How did you get started down the path of being a Santa-for-hire?
It was about 10 years ago. I was asked to fill in at the church where I was serving as pastor. The guy they originally wanted to do it wasn’t available, and they really needed a Santa. I had a real beard, so they asked if I’d do it.

You’re a member of the local Santa Claus impersonators group Santa’s Pack. Is there a rigorous screening process?
It’s pretty much an open invitation to anyone who’s interested in being a Santa. We get together every month or so and talk about our experiences and help each other out with different ideas for our performances, but there are no actual rules or regulations.

So, what makes a good Santa?
You’ve got to love children. If you don’t, then you’re just not going to do. And you’ve got to be comfortable around people. You also need to have a good sense of humor. It also helps to have a real beard. About 90 percent of our group are what we call “real-bearded” Santa Clauses.

 

I’m guessing you have to be pretty quick on your feet.
The first time I did it, one little boy who was about 4 years old sat on my lap, and I asked him, “What do you want for Christmas?” He tells me, “I told you yesterday when I saw you at the mall.” And I’m thinking, “Gee whiz, what do you say to that?” But I suddenly got this inspiration and told him, “You know, you did, but I got a phone call from Mrs. Claus last night that the computer had crashed at the North Pole, and I have to see every kid that I saw yesterday to get the list updated.” It gave me a whole new respect for people who do this.

How do you deal with skeptics?
I’ve had kids hide outside my dressing room when I get changed to try and catch me. It’s come to the point a couple of times where I had to leave by a window so they couldn’t get me.

What are some of the hazards of being Santa?
Well, the obvious one is getting your beard pulled, you know? Kids don’t believe that it’s real, so you tell them they can pull it gently, but they usually pull too hard. It hurts. And then occasionally you have little ones who get sick on you. The other one is the typically squawky child. Santa can be scary to some kids, so you have to get mom and dad to hold them and then slide in behind for a picture.
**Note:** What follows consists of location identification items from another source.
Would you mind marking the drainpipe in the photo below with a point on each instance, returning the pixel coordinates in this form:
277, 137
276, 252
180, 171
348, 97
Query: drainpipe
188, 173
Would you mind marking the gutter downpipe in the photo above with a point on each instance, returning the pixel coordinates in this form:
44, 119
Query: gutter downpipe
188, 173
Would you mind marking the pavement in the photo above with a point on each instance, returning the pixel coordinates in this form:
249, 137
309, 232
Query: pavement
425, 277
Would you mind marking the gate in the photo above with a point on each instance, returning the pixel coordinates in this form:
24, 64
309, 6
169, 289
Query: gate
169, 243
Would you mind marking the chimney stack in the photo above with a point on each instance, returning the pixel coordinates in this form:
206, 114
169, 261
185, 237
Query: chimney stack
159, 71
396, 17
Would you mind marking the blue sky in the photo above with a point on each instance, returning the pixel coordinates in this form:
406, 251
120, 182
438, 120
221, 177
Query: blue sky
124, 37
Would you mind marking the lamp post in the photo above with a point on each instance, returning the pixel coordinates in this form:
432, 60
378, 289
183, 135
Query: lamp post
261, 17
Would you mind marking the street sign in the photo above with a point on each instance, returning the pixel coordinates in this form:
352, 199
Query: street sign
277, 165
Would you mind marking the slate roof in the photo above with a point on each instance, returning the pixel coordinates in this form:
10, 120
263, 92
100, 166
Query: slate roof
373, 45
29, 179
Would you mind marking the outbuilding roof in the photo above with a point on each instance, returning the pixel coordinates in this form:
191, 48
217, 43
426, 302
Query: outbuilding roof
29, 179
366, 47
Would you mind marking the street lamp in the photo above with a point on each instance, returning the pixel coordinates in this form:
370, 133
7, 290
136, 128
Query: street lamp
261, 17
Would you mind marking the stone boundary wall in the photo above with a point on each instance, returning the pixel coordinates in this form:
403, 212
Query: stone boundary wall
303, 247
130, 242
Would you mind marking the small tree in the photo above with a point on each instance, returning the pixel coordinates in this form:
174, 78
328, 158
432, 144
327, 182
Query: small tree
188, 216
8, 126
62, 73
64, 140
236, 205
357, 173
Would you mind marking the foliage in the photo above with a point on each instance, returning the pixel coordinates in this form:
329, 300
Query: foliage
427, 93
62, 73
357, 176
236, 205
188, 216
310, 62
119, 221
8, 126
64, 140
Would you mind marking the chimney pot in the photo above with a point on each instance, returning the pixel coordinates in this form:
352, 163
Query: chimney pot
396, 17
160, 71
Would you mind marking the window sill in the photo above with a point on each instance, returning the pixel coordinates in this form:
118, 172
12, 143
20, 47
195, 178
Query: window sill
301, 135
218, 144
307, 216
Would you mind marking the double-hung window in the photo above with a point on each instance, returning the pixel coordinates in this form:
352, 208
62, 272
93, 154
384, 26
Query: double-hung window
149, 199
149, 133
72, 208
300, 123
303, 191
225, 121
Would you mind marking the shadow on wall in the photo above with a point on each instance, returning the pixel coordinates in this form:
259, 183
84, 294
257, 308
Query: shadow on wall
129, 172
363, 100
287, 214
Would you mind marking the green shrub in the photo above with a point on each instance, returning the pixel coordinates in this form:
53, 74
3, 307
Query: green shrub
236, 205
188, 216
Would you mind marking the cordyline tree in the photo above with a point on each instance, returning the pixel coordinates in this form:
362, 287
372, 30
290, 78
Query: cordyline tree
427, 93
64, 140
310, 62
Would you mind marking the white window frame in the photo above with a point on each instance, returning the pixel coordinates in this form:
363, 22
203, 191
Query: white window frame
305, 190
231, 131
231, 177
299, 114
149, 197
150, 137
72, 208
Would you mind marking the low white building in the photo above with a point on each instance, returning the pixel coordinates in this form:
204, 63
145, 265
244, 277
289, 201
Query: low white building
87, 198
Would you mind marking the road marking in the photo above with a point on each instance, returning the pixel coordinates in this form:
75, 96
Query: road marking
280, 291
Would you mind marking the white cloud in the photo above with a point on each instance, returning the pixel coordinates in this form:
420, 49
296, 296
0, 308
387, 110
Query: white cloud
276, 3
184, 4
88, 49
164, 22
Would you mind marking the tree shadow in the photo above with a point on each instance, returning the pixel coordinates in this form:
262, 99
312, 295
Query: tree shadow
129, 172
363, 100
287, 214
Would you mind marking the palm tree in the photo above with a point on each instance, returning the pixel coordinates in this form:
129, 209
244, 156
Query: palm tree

During the off-season you make your living as a couples therapist. Your big thing is getting them to rediscover the fun in their relationship—you even wrote a book about it called Couples and the Art of Playing. How does that tie into being a Santa?
I’m also a pastor, so the three aspects all combine in playing Santa, because he’s a really playful kind of person. The cliché I’ve developed is that couples often communicate poorly, parents do better (though often it’s about the kids), but friends talk best because they play. The Santa stuff fits in because it’s just play. If mom and dad aren’t getting along when they bring their kid in, once they see Santa it creates a playful mood. Plus it ties in with the whole Christian gospel of giving and sharing and loving and being nurturing and affirming. I mean, everyone wants to sit on Santa’s lap.

Is there a retirement age for a Santa?
When you die. Or get Alzheimer’s. Besides, Santa’s supposed to be 800 years old anyway, so the older you get the more you naturally sink into the part.